Densely packed cyanobacteria (green) achieved via 3D printing increases electricity-generating behavior.Densely packed cyanobacteria (green) achieved via 3D printing increases electricity-generating behavior.Image: Sudeep Joshi/Stevens Institute of Technology

“These graphene nanoribbons form substantial voluminous direct physical attachment sites with the outer membrane of cyanobacterial cells,” said Sudeep Joshi, a postdoctoral fellow at Stevens and co-author of the research “Imagine needles sticking into a single bacterial cell to access electrical signals inside it.”

When light is focused on the graphene-clad mushroom cap, the cyanobacteria perform photosynthesis. Electrons are released as a by-product during the cleavage of water molecules. At this point, the graphene nanoribbons attached to the cyanobacteria act as a conductive network to transfer these electrons to the external circuitry in an electrochemical cell set-up. 
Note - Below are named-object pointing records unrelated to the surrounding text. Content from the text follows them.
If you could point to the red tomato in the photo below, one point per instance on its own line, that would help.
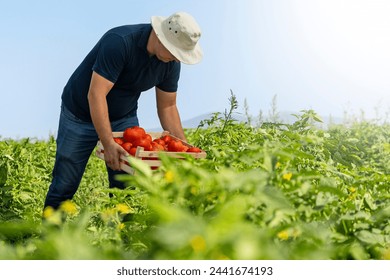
(127, 146)
(132, 151)
(176, 146)
(166, 139)
(143, 142)
(159, 141)
(194, 150)
(118, 140)
(149, 137)
(134, 133)
(157, 147)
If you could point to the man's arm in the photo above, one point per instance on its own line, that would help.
(168, 113)
(98, 90)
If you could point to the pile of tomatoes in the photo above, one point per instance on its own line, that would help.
(136, 136)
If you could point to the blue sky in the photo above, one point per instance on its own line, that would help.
(327, 55)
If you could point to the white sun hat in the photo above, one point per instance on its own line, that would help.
(179, 33)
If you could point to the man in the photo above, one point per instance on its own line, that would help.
(101, 95)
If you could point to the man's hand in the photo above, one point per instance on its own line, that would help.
(112, 154)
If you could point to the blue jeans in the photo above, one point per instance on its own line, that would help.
(76, 140)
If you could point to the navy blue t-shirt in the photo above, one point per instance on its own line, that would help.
(121, 57)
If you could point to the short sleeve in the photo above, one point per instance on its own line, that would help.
(111, 57)
(170, 83)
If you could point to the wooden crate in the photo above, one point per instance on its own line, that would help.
(149, 157)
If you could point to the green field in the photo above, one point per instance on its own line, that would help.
(266, 191)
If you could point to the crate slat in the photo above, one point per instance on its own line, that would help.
(149, 157)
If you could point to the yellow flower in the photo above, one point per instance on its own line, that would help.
(386, 254)
(198, 243)
(287, 176)
(194, 190)
(169, 176)
(68, 207)
(283, 235)
(121, 226)
(123, 208)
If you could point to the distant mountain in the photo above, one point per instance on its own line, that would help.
(283, 117)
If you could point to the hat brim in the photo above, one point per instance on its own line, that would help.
(193, 56)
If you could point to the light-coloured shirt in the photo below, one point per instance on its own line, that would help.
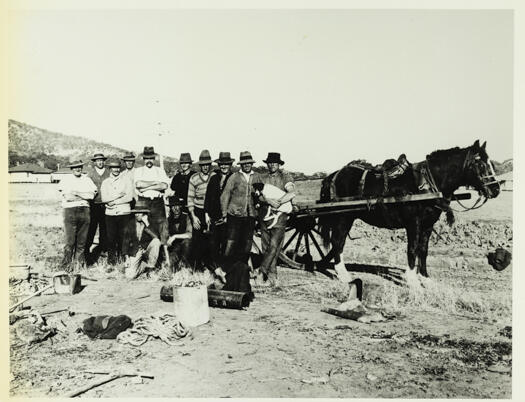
(197, 189)
(272, 192)
(70, 183)
(154, 173)
(112, 188)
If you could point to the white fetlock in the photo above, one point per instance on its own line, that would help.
(350, 305)
(342, 273)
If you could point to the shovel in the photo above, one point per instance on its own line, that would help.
(63, 283)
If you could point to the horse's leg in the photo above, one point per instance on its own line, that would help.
(424, 237)
(412, 243)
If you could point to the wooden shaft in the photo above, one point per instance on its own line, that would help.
(92, 385)
(290, 240)
(316, 245)
(125, 374)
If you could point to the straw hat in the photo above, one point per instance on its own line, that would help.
(245, 157)
(224, 158)
(185, 157)
(98, 155)
(149, 153)
(77, 163)
(274, 157)
(205, 158)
Sudeep Joshi, a postdoctoral fellow at Stevens and co-author of the research, and his colleagues believe that are many opportunities and applications for 3D printed bacterial nanobionics. These applications would leverage the unique capabilities of different bacteria, such as bio-luminescence, sensing of toxins, or in this case photosynthesis.

“We believe that techniques developed in our present research can also be extended to 3D print other bacterial colonies with smart hydrogel materials for advancing bionic integration studies,” said Joshi. “Moreover, we envisage that this 3D printing bacterial nanobionics approach can organize different bacterial species in complex arrangements to investigate spatial and environmental parameters for influencing other bacterial social behaviors, such as bioluminescence and virulence.”
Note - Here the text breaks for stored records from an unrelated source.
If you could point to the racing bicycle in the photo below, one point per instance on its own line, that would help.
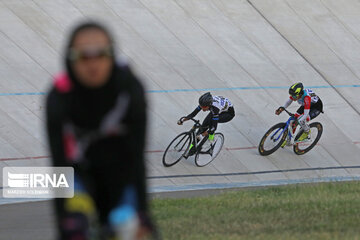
(287, 134)
(205, 150)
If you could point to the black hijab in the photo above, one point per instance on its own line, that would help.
(89, 105)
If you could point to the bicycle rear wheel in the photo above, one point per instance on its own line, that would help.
(272, 140)
(176, 149)
(210, 151)
(303, 147)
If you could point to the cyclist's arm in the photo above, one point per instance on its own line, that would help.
(307, 105)
(288, 102)
(194, 113)
(214, 121)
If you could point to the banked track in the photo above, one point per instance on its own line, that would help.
(249, 51)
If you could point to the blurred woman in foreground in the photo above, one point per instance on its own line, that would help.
(96, 122)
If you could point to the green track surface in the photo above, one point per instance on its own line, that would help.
(311, 211)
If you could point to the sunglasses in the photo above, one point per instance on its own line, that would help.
(90, 53)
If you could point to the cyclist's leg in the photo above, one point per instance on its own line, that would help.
(74, 213)
(205, 124)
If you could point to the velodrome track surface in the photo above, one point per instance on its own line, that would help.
(249, 51)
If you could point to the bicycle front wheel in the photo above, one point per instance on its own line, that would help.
(176, 149)
(272, 139)
(209, 151)
(303, 147)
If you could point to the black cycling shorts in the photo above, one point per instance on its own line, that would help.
(315, 109)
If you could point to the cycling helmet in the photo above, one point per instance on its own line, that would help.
(206, 100)
(296, 90)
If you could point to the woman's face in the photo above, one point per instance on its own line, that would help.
(91, 58)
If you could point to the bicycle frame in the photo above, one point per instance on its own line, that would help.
(192, 132)
(288, 127)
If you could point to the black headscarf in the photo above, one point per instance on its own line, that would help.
(89, 104)
(76, 31)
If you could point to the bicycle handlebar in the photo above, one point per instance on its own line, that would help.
(290, 114)
(194, 120)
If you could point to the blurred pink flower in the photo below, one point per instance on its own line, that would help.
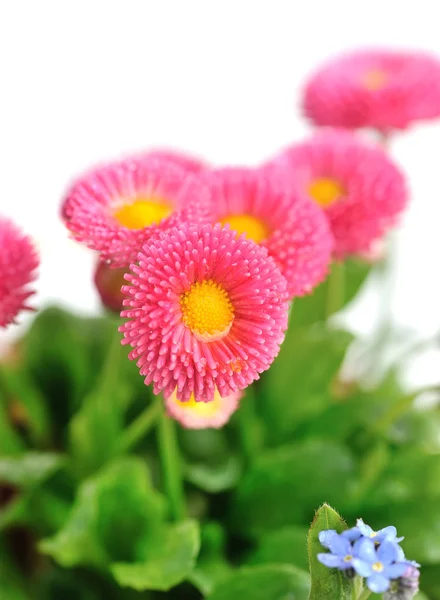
(294, 230)
(190, 163)
(108, 283)
(207, 311)
(201, 415)
(382, 89)
(359, 188)
(116, 208)
(18, 261)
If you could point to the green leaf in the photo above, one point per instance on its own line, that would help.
(215, 478)
(298, 385)
(10, 441)
(212, 565)
(264, 582)
(30, 469)
(56, 354)
(287, 545)
(327, 584)
(168, 559)
(113, 514)
(283, 485)
(210, 462)
(26, 403)
(312, 309)
(96, 429)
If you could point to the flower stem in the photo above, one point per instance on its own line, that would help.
(139, 428)
(109, 374)
(250, 432)
(171, 465)
(335, 289)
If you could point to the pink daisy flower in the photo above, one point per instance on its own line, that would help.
(116, 208)
(201, 415)
(294, 230)
(190, 163)
(18, 261)
(381, 89)
(207, 311)
(358, 187)
(108, 283)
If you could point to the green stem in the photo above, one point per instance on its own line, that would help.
(139, 428)
(110, 372)
(171, 465)
(250, 431)
(335, 289)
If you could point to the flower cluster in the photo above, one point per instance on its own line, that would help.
(374, 555)
(18, 261)
(382, 89)
(360, 190)
(206, 311)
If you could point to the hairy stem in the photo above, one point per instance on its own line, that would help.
(171, 465)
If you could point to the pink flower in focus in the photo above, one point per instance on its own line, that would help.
(294, 230)
(201, 415)
(207, 311)
(359, 188)
(381, 89)
(117, 207)
(18, 261)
Along these lines, Joshi and his colleagues will continue to apply their approach to other bacterial species for monitoring and controlling the effect of spatial geometry and population density. Specifically, they will be looking at the microbiota present in the guts, skin, intestine and mouth of humans.

Joshi added: “Population density of microbes in these microbiotas are directly linked to the health and well-being of an individual. We are specifically looking forward to engineering the human microbiota and its effect on well-being of humans via “bacterial nanobionics.”